Sources

Sources are implementations of dffml.source.source.BaseSource, they abstract the loading and storage of data / datasets.

If you want to get started creating your own source, check out the Example SQLite source.

dffml

pip install dffml

csv

Official

Uses a CSV file as the source of record feature data

Args

  • filename: String

  • tag: String

    • default: untagged

  • readwrite: String

    • default: False

  • allowempty: String

    • default: False

  • key: String

    • default: key

  • tagcol: String

    • default: tag

  • delimiter: String

    • default: ,

  • loadfiles: List of strings

    • default: None

  • nostrip: String

    • default: False

dataframe

Official

Proxy for a pandas DataFrame

Examples

You can pass a pandas DataFrame to this class directly via the Python API. Or you can create DataFrames from other data sources via the Python API or the command line.
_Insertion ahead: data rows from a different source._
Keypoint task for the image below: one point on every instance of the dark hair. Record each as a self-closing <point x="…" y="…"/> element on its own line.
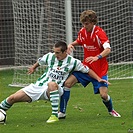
<point x="61" y="44"/>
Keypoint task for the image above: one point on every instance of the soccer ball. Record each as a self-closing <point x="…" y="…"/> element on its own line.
<point x="2" y="116"/>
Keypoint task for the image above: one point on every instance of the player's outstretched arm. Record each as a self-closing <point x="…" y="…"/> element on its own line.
<point x="33" y="68"/>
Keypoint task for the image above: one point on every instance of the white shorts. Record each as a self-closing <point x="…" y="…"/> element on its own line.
<point x="38" y="92"/>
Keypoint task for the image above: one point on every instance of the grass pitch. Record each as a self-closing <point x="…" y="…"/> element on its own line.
<point x="85" y="113"/>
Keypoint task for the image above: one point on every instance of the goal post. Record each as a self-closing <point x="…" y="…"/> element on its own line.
<point x="38" y="24"/>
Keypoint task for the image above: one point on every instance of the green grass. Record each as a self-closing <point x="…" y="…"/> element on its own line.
<point x="85" y="113"/>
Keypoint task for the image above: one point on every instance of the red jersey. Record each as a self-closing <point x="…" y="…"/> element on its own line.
<point x="92" y="43"/>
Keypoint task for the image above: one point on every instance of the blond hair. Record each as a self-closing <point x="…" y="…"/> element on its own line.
<point x="88" y="16"/>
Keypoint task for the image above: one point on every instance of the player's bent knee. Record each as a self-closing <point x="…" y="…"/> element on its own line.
<point x="52" y="86"/>
<point x="104" y="96"/>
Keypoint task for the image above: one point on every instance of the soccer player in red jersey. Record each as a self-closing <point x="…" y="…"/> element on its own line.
<point x="96" y="47"/>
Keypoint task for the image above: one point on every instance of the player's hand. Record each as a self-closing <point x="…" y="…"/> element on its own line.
<point x="105" y="81"/>
<point x="91" y="59"/>
<point x="30" y="70"/>
<point x="70" y="49"/>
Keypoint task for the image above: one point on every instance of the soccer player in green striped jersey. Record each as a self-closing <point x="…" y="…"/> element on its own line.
<point x="50" y="85"/>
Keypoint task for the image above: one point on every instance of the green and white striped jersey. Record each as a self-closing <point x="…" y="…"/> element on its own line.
<point x="59" y="70"/>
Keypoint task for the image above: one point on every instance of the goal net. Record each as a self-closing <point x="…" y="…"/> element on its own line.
<point x="40" y="23"/>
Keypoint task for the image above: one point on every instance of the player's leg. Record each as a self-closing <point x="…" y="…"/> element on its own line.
<point x="19" y="96"/>
<point x="66" y="95"/>
<point x="53" y="94"/>
<point x="102" y="88"/>
<point x="108" y="101"/>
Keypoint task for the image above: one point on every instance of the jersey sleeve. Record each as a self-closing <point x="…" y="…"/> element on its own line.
<point x="81" y="67"/>
<point x="43" y="60"/>
<point x="79" y="38"/>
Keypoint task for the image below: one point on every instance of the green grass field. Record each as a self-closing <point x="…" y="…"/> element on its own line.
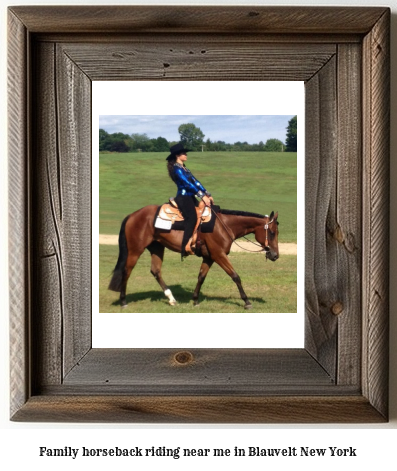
<point x="260" y="182"/>
<point x="271" y="287"/>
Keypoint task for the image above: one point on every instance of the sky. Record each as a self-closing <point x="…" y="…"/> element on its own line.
<point x="228" y="128"/>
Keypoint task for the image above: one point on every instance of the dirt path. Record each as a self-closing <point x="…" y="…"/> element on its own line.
<point x="286" y="249"/>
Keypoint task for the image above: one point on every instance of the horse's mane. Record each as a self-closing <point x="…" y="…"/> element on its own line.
<point x="240" y="213"/>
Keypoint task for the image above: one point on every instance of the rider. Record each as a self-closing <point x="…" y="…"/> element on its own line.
<point x="190" y="191"/>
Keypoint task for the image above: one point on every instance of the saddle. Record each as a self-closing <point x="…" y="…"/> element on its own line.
<point x="169" y="213"/>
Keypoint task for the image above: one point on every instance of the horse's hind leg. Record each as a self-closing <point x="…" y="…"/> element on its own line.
<point x="131" y="262"/>
<point x="157" y="252"/>
<point x="204" y="269"/>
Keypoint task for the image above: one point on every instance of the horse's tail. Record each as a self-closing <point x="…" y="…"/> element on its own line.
<point x="116" y="282"/>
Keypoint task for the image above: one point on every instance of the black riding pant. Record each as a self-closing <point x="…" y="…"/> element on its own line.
<point x="187" y="206"/>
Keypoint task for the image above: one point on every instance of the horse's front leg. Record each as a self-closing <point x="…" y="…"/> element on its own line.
<point x="223" y="261"/>
<point x="205" y="266"/>
<point x="157" y="252"/>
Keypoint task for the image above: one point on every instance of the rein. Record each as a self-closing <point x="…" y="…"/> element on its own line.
<point x="263" y="249"/>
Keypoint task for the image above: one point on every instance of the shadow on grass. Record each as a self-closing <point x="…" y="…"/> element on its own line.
<point x="184" y="296"/>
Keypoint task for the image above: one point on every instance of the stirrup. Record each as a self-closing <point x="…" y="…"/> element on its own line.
<point x="189" y="250"/>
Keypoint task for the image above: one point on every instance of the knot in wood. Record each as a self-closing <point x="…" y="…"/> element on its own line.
<point x="183" y="358"/>
<point x="337" y="308"/>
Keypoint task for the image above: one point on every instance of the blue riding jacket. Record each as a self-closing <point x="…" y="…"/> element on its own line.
<point x="186" y="183"/>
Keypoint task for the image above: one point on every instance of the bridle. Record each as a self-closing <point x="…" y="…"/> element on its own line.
<point x="265" y="248"/>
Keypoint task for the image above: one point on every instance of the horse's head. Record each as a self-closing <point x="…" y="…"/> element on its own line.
<point x="267" y="235"/>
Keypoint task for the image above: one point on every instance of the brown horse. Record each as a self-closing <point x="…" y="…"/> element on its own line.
<point x="138" y="233"/>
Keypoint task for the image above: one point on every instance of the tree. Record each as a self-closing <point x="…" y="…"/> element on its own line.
<point x="273" y="145"/>
<point x="191" y="136"/>
<point x="160" y="144"/>
<point x="292" y="139"/>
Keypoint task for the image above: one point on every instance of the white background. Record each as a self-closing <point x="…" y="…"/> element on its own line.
<point x="375" y="443"/>
<point x="228" y="330"/>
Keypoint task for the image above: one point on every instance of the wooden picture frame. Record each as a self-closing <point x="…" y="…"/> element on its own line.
<point x="342" y="54"/>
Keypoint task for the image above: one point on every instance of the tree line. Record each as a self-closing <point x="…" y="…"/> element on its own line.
<point x="193" y="138"/>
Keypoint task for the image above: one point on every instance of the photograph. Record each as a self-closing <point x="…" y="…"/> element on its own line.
<point x="197" y="214"/>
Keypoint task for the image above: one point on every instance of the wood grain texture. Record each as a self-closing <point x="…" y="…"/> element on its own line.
<point x="341" y="376"/>
<point x="198" y="19"/>
<point x="187" y="59"/>
<point x="18" y="213"/>
<point x="376" y="90"/>
<point x="62" y="196"/>
<point x="198" y="409"/>
<point x="321" y="280"/>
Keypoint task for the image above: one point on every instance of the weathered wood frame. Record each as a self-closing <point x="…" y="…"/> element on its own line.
<point x="342" y="54"/>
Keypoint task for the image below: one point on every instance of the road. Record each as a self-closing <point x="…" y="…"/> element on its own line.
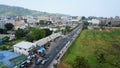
<point x="53" y="53"/>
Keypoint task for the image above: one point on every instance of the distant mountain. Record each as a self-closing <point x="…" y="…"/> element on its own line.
<point x="20" y="11"/>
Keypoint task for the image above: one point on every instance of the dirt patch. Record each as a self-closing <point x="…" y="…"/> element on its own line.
<point x="116" y="46"/>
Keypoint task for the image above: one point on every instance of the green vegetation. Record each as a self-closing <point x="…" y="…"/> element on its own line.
<point x="20" y="33"/>
<point x="2" y="65"/>
<point x="101" y="49"/>
<point x="35" y="34"/>
<point x="9" y="26"/>
<point x="19" y="11"/>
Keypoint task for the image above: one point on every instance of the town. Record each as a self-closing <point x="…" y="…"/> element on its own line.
<point x="80" y="36"/>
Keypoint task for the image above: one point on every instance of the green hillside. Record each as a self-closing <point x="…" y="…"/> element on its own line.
<point x="19" y="11"/>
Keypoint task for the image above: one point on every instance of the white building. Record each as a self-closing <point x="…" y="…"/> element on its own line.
<point x="23" y="47"/>
<point x="2" y="24"/>
<point x="94" y="21"/>
<point x="20" y="25"/>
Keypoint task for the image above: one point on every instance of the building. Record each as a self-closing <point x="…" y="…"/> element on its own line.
<point x="2" y="24"/>
<point x="20" y="24"/>
<point x="94" y="21"/>
<point x="6" y="57"/>
<point x="24" y="47"/>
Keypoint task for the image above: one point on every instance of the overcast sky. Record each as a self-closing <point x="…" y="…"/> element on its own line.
<point x="104" y="8"/>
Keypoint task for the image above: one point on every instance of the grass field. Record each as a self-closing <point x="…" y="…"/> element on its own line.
<point x="92" y="42"/>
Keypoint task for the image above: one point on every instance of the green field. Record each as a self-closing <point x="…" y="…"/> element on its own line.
<point x="91" y="43"/>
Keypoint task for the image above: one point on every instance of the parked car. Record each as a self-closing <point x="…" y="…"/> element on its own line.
<point x="44" y="61"/>
<point x="38" y="61"/>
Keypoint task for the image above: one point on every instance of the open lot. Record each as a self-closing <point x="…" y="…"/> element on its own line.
<point x="92" y="43"/>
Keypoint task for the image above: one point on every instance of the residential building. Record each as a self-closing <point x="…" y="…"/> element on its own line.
<point x="20" y="24"/>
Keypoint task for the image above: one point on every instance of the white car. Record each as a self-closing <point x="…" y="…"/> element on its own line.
<point x="44" y="61"/>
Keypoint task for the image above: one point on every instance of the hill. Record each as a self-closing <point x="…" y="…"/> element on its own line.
<point x="6" y="10"/>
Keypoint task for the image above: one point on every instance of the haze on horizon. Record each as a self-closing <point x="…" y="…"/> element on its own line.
<point x="104" y="8"/>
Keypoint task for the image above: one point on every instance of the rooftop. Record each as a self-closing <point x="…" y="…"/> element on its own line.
<point x="6" y="56"/>
<point x="24" y="45"/>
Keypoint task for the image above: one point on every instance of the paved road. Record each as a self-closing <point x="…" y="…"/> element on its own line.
<point x="53" y="53"/>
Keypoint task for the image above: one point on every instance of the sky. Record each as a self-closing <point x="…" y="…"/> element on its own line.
<point x="103" y="8"/>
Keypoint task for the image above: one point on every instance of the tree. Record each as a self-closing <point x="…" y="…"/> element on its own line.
<point x="83" y="17"/>
<point x="20" y="33"/>
<point x="9" y="26"/>
<point x="41" y="22"/>
<point x="36" y="34"/>
<point x="3" y="31"/>
<point x="80" y="62"/>
<point x="101" y="58"/>
<point x="47" y="32"/>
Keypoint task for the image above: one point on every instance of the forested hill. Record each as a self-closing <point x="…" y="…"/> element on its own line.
<point x="6" y="10"/>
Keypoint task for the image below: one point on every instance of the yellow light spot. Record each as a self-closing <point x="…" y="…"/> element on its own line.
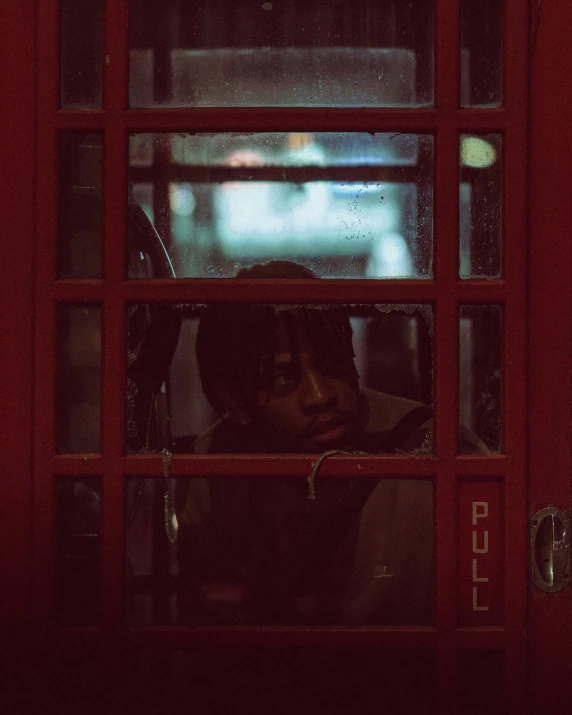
<point x="477" y="153"/>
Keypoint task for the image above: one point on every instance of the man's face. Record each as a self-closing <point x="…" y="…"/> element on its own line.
<point x="311" y="409"/>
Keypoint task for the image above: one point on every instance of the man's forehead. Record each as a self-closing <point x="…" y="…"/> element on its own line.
<point x="283" y="345"/>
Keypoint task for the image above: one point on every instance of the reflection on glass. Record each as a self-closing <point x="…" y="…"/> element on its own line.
<point x="481" y="54"/>
<point x="343" y="204"/>
<point x="80" y="205"/>
<point x="258" y="551"/>
<point x="301" y="53"/>
<point x="81" y="54"/>
<point x="480" y="196"/>
<point x="78" y="378"/>
<point x="480" y="408"/>
<point x="78" y="537"/>
<point x="242" y="378"/>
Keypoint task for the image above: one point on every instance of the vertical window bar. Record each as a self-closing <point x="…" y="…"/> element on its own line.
<point x="114" y="236"/>
<point x="515" y="212"/>
<point x="47" y="96"/>
<point x="447" y="78"/>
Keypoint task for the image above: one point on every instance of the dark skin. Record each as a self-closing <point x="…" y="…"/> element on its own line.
<point x="320" y="408"/>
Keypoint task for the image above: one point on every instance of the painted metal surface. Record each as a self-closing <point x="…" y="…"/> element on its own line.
<point x="550" y="624"/>
<point x="550" y="314"/>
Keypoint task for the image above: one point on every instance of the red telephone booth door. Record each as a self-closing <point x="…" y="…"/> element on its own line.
<point x="492" y="640"/>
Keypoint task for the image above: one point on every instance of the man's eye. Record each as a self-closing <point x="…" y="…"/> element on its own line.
<point x="283" y="379"/>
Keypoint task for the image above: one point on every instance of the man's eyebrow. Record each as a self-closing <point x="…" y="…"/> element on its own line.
<point x="282" y="359"/>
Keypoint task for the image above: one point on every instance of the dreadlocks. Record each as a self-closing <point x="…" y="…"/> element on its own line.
<point x="236" y="342"/>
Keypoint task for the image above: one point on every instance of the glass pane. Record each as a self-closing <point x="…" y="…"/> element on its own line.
<point x="80" y="205"/>
<point x="363" y="53"/>
<point x="258" y="551"/>
<point x="480" y="197"/>
<point x="343" y="204"/>
<point x="78" y="404"/>
<point x="481" y="54"/>
<point x="81" y="54"/>
<point x="296" y="380"/>
<point x="78" y="536"/>
<point x="480" y="408"/>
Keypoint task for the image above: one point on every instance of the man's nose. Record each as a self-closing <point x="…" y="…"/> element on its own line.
<point x="316" y="390"/>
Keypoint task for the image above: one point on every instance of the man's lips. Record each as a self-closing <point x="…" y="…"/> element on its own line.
<point x="330" y="430"/>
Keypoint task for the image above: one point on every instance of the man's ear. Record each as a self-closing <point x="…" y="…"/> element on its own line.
<point x="234" y="410"/>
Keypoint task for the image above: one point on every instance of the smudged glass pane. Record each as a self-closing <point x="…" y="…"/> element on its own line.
<point x="78" y="540"/>
<point x="299" y="380"/>
<point x="481" y="53"/>
<point x="78" y="406"/>
<point x="480" y="197"/>
<point x="81" y="54"/>
<point x="480" y="408"/>
<point x="80" y="205"/>
<point x="343" y="204"/>
<point x="364" y="53"/>
<point x="260" y="552"/>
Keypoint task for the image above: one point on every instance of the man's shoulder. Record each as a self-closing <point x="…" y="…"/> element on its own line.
<point x="205" y="441"/>
<point x="385" y="411"/>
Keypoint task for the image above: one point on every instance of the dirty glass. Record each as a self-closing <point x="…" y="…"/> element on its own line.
<point x="372" y="366"/>
<point x="342" y="53"/>
<point x="80" y="205"/>
<point x="343" y="204"/>
<point x="480" y="198"/>
<point x="258" y="551"/>
<point x="81" y="54"/>
<point x="78" y="387"/>
<point x="78" y="542"/>
<point x="480" y="367"/>
<point x="481" y="53"/>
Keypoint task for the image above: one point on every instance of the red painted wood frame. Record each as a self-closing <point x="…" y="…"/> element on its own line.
<point x="550" y="180"/>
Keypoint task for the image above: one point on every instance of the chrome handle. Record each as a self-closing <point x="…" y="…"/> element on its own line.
<point x="550" y="549"/>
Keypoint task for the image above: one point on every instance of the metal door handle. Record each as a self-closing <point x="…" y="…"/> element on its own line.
<point x="550" y="549"/>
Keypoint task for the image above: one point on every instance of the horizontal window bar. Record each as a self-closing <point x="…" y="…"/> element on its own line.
<point x="279" y="291"/>
<point x="370" y="465"/>
<point x="327" y="119"/>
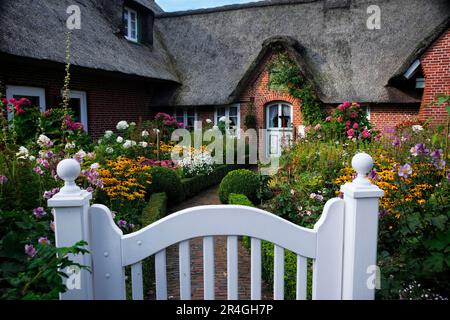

Example of creating a DataFrame from HTML via command line.

Create an HTML table.

index.html

<table>
  <tr>
    <th>Years</th>
    <th>Salary</th>
  </tr>
  <tr>
    <td>0</td>
    <td>10</td>
  </tr>
  <tr>
    <td>1</td>
    <td>20</td>
  </tr>
  <tr>
    <td>2</td>
    <td>30</td>
  </tr>
</table>

Start the HTTP server to server the HTML page with the table

$ python -m http.server 8000

In another terminal. List all the records in the source.

$ dffml list records \
    -sources table=dataframe \
    -source-table-html http://127.0.0.1:8000/index.html \
    -source-table-protocol_allowlist http://

[
    {
        "extra": {},
        "features": {
            "Salary": 10,
            "Years": 0
        },
        "key": "0"
    },
    {
        "extra": {},
        "features": {
            "Salary": 20,
            "Years": 1
        },
        "key": "1"
    },
    {
        "extra": {},
        "features": {
            "Salary": 30,
            "Years": 2
        },
        "key": "2"
    }
]

Args

  • dataframe: pandas.DataFrame

    • default: None

    • The pandas DataFrame to proxy

  • predictions: List of strings

    • default: []

    • Prediction columns whose values we have to update

  • html: String

    • default: None

    • Construct a DataFrame using DataFrame.read_html(). Passing this as URL

  • html_table_index: Integer

    • default: 0

    • If there are multiple html tables on a page, which one? Array indexed, so first table means 0, if you want the second table on the page, use 1 here.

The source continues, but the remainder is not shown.